Mesin Perang dan Kedaulatan

                Baik pelabuhan-pelabuhan VOC maupun negara perdagangan pra-kolonial Asia Tenggara adalah atau berkumpul di sekitar perdagangan dan berisi populasi imigran yang heterogen. Tetapi sementara negara-negara pra-kolonial di Maluku berusaha memasukan penguasa dan simbol asing ke dalam relasi sosial dan kosmologis mereka, VOC memobilisasi rakyat lokalnya dan mengubahnya menjadi mesin perang yang beroperasi di laut. Kompeni mengklasifikasikan populasi kota, perkebunan, dan benteng-benteng sebagai “ warga negara bebas”, “orang asing Asia, “warga pribumi”, dan “budak”, dan kompeni mencatat itu dengan cermat armada hongi dan serdadu anak-anak pribumi yang dibutuhkannya untuk memproyeksikan kekuatan di luar area ini. Dokumen-dokumen VOC memperlihatkan jumlah kora-kora dari setiap desa, dan buku-buku kontemporer menggambarkan hal itu dalam gambar bergaris.

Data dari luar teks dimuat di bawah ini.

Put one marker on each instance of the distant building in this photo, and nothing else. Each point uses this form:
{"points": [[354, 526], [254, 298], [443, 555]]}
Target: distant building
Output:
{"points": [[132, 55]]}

                Deleuze dan Guattari37 menekankan bahwa angka-angka individual, kapal-kapal, bagian-bagian etnis, dan unit militer sangat penting untuk mendistribusikan orang di dalam ruang dan memasukan mereka ke dalam kerangka negara. Pengasingan kaum bangsawan, apakah itu dimaksudkan untuk mempromosikan karir politik pengasingan atau untuk mengecualikannya dari kekuasaan, memiliki efek yang sama dengan memobilisasi dan mengubah kekuasaan38. Dalam istilah hukum, membawa seseorang ke pengasingan mengandaikan kontrol kedaulatan atas wilayah. Ini menjadi masalah, khususnya bagi Belanda, yang mempertahankan konsep “laut bebas” yang merupakan argumen melawan klaim kolonial Portugis, Spanyol, dan Inggris. Hugo Grotius, yang meminta VOC untuk mempertahankan hak mereka untuk merebut kapal-kapal Portugis di laut lepas, menyatakan bahwa “[setiap] bangsa bebas bepergian ke setiap bangsa lain dan berdagang dengan mereka”39. Pada awalnya, VOC mengakui kelompok penduduk pribumi sebagai “negara” daripada wilayah atau “perkebunan” yang diklaim oleh negara induknya. Terlepas dari penerapan konsep “laut bebas” mereka yang kejam, Belanda sangat mementingkan hukum pada kontrak perdagangan monopolistik mereka dengan para pemimpin lokal. Dihadapkan dengan argumen bahwa Belanda hanya mengklaim untuk diri mereka sendiri sebuah monopoli perdagangan yang mereka tolak kepada orang lain, Grotius berpendapat bahwa perjanjian-perjanjian ini dibuat dalam domain “hukum kota”, mungkin meniru negara-negara kota di Belanda40

                Mengasingkan orang-orang yang berpengaruh secara politik dari domain kota ini, dan menarik mereka ke wilayah-wilayah “angkatan laut” dan militer di kota-kota dan garnisun VOC di Ambon, Ceylon, Cape Town, dan Amsterdam, bukan hanya pelaksanaan kedaulatan tetapi juga cara untuk membentuknya. Bagi Grotius dan cendiakawan-cendiakawan abad ke-17 lainnya, ruang maritim yang terbentang di antara “bangsa-bangsa” termasuk dalam wilayah hukum alam41. Namun, bisa dibilang, memindahkan para pemimpin pribumi ke dalam ruang kolonial memiliki dampak hukum positif42 : mengubah mereka menjadi penanda tunggal penguasaan tempat asalnya. Di ruang ini, otoritas “kota” atas orang-orang dan kontrak diartikulasikan dengan kekuatan abstrak seperti negara yang diidentifikasi oleh beberapa pemimpin pribumi dengan status mereka sendiri.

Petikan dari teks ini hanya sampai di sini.